In an inclusive society, those who face challenges to learning should be involved in the community and indeed have a right to such involvement, just the same as each and every one of us. Indeed, we all face barriers of some kind or another as we tread our paths through life. For most of us, schooling, was our first experience of the outside world, away from the shelter of home and parents. Our road through education, from early learning, through primary and secondary school and perhaps on to college, may take fifteen formative years. During that time, pupils will be served by a range of teachers who will, between them, bring a wealth of skills, ideas, experience and motivation.
In mainstream learning, every teacher will meet learners who have barriers to learning, seemingly permanent barriers that may be due to a disability, temporary barriers that may be caused by circumstances affecting the learner, personality barriers due to the learner (or the teacher) not being comfortable in their learning relationship, or there may be curriculum specific barriers to learning that relate to an individual subject such as maths, or spelling, or dates from history, or indeed any part of the curriculum. How much training have teachers received to help them address such problems? In most cases, very little! Would they welcome some friendly support and useful CPD opportunities? Well, certainly some would!
Then there are the special education schools and departments where we find a lot of dedication to the needs of learners who may have more severe barriers to learning. Most of their pupils or students will have EHC Plans, that’s Education, Health and Care plans, the clue is in the name. In these schools and college departments we find much expertise, great empathy with the learners, a greater level of support. This is an area of education where practitioners are frequently in contact with carers and others support staff to provide a more inclusive and rounded learning experience appropriate to the individual learner’s needs and abilities. These practitioners share much the same interests and concerns that prompted health and care members to join our Community of Practice, they have knowledge and experience to contribute and they are usually very open to enhance their own skills and good practice.

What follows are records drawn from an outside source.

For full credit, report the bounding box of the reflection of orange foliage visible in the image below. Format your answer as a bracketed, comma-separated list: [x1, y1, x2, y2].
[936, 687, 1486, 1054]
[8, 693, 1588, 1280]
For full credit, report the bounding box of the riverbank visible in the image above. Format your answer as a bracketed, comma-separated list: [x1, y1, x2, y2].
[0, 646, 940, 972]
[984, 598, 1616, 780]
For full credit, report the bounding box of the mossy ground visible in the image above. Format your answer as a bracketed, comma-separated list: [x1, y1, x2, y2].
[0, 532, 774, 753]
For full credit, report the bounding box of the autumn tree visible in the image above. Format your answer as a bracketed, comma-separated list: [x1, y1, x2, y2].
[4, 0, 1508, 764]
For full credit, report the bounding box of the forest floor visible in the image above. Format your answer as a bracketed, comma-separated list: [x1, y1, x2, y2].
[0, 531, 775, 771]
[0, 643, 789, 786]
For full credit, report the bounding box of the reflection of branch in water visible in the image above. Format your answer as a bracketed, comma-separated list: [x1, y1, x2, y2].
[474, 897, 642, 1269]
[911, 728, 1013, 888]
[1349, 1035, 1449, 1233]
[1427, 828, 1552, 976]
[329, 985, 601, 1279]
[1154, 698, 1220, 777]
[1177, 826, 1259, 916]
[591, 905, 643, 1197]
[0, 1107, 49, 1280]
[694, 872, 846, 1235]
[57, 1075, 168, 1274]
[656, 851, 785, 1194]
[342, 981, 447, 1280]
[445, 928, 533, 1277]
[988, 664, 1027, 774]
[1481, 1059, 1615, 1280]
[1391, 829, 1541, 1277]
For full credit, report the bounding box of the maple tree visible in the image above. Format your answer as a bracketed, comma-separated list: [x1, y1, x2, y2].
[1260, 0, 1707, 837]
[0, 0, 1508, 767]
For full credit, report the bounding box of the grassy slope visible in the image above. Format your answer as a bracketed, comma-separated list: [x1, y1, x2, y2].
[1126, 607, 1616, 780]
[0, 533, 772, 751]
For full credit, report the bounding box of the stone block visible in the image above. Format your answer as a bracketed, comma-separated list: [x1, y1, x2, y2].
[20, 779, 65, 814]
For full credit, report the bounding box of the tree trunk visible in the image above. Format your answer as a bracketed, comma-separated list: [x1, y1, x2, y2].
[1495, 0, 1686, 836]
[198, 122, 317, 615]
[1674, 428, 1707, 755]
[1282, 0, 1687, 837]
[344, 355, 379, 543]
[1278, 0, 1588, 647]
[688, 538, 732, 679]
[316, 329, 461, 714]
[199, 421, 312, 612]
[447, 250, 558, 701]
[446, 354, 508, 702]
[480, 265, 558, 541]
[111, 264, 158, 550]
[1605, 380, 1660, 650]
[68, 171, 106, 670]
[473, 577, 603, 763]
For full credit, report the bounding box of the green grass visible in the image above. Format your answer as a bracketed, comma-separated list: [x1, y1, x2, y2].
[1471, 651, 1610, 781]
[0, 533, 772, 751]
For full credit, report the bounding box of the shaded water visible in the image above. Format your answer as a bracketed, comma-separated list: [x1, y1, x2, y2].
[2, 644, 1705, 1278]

Thirdly, there are specialist teachers, lecturers, trainers and mentors, the people who teach the nurses, or teach the carers, or teach the teachers. In a more inclusive society, there is a growing need for professional skills in education to include support for those who have learning difficulties, just as there is for those whose career path is in health or caring professions.
Our Community of Practice has as much to give to education professionals, and as much to receive from them, as it does for and from professionals in health and care services. To achieve a joined up, fully integrated service to meet the needs of children and adults who have learning difficulties, Care, Health and Education professions are increasingly working together, our Community of Practice can help bring these professionals together for the inevitable benefit for the people that we all endeavour to Serve.
So, let’s open our Community to Teachers, Lecturers, SENCOs, Early Years Practitioners, Independent Specialist Trainers, and Learning Support Practitioners and encourage them to join us – with so many possible benefits for us all.